Le grand échiquier est en mouvement et en passe de changer de roi. Annoncé vendredi 10 mars, l’accord entre les deux puissances rivales du Moyen-Orient met fin à sept années de brouille diplomatique déclenchées par l’attaque perpétrée par des manifestants iraniens sur des missions diplomatiques saoudiennes peu après l’exécution d’un leader religieux chiite par l’Arabie saoudite. Une surprise et un bouleversement géopolitique à mettre au crédit de la Chine, médiatrice du réchauffement des relations entre Riyad et Téhéran scellé à Pékin, à huis clos.
Le document stipule que les deux pays s’engagent à mettre un terme aux hostilités, qu’il s’agisse d’attaques directes dirigées contre leurs territoires respectifs, ou indirectes ciblant leurs intérêts régionaux. De plus, Arabie saoudite et Iran rouvriront leurs ambassades et consulats dans un délai de deux mois et participeront à un sommet entre Téhéran et les pays du Golfe organisé au cours de cette année.
Pékin assume son statut de puissance diplomatique
Jusqu’ici un acteur économique dont la diplomatie se concentrait sur les affaires, Pékin se contentait de s’exporter en tant que puissance économique refusant toute ingérence dans la politique intérieure de ses partenaires. À cet égard, l’accord médié entre les deux géants du Moyen-Orient, au cœur de tous les conflits chauds comme froids de la région, marque un tournant. La Chine devient ainsi une puissance diplomatique qui assume désormais le rôle géopolitique qui lui échoit de facto compte tenu de la domination qu’elle exerce sur l’économie mondiale. Sortant de sa posture de neutralité en ce début de XXIe siècle, Pékin convertit ce poids économique, en l’espèce celui de premier importateur de pétrole iranien dans un contexte d’embargo, en influence politique.

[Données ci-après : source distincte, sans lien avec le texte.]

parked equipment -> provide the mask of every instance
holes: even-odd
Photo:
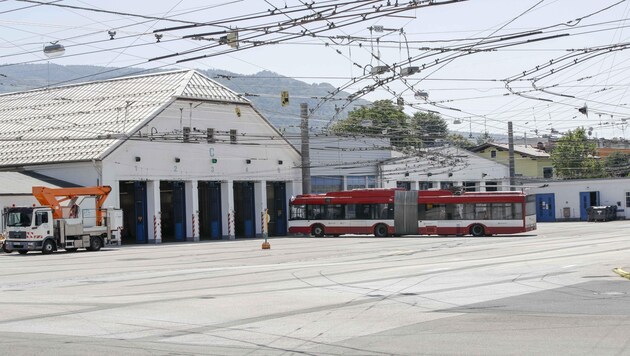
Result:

Historique, ce précédent fait de Pékin un médiateur des crises internationales. Mais préfigure-t-il pour autant d’un rôle de gendarme du monde, à l’instar de celui occupé par les États-Unis de la fin du XXe siècle aux prémices du XXIe ?
De nouvelles alliances évincent les anciennes
L’accord entre l’Arabie saoudite et l’Iran, dont la rivalité mettait notamment en scène un affrontement entre l’islam sunnite et sa branche chiite, porte un coup violent à l’Axe Riyad-Washington et par ricochet, à l’alliance tacite formée par Riyad et Jérusalem, fragilisant l’État Hébreux dans son conflit avec l’Iran.
Par ailleurs, le rapprochement Riyad-Téhéran sort ce dernier de sa relative marginalisation portée par les États-Unis depuis 2018 et la dénonciation par Donald Trump de l’accord sur le nucléaire iranien.
Au-delà des trois protagonistes, cet accord pourrait avoir un impact sur la guerre au Yémen. Il représente un espoir de paix dans ce pays victime du bras de fer entre Riyad et Téhéran depuis une décennie. Les effets de ce conflit par proxy sur la population yéménite valent au pays le classement de pire crise humanitaire au monde selon l’ONU. Enfin, les nouvelles ambitions de Pékin sur la scène internationale pourraient préfigurer d’une implication accrue dans le conflit russo-ukrainien dont la Chine détient indéniablement la clé.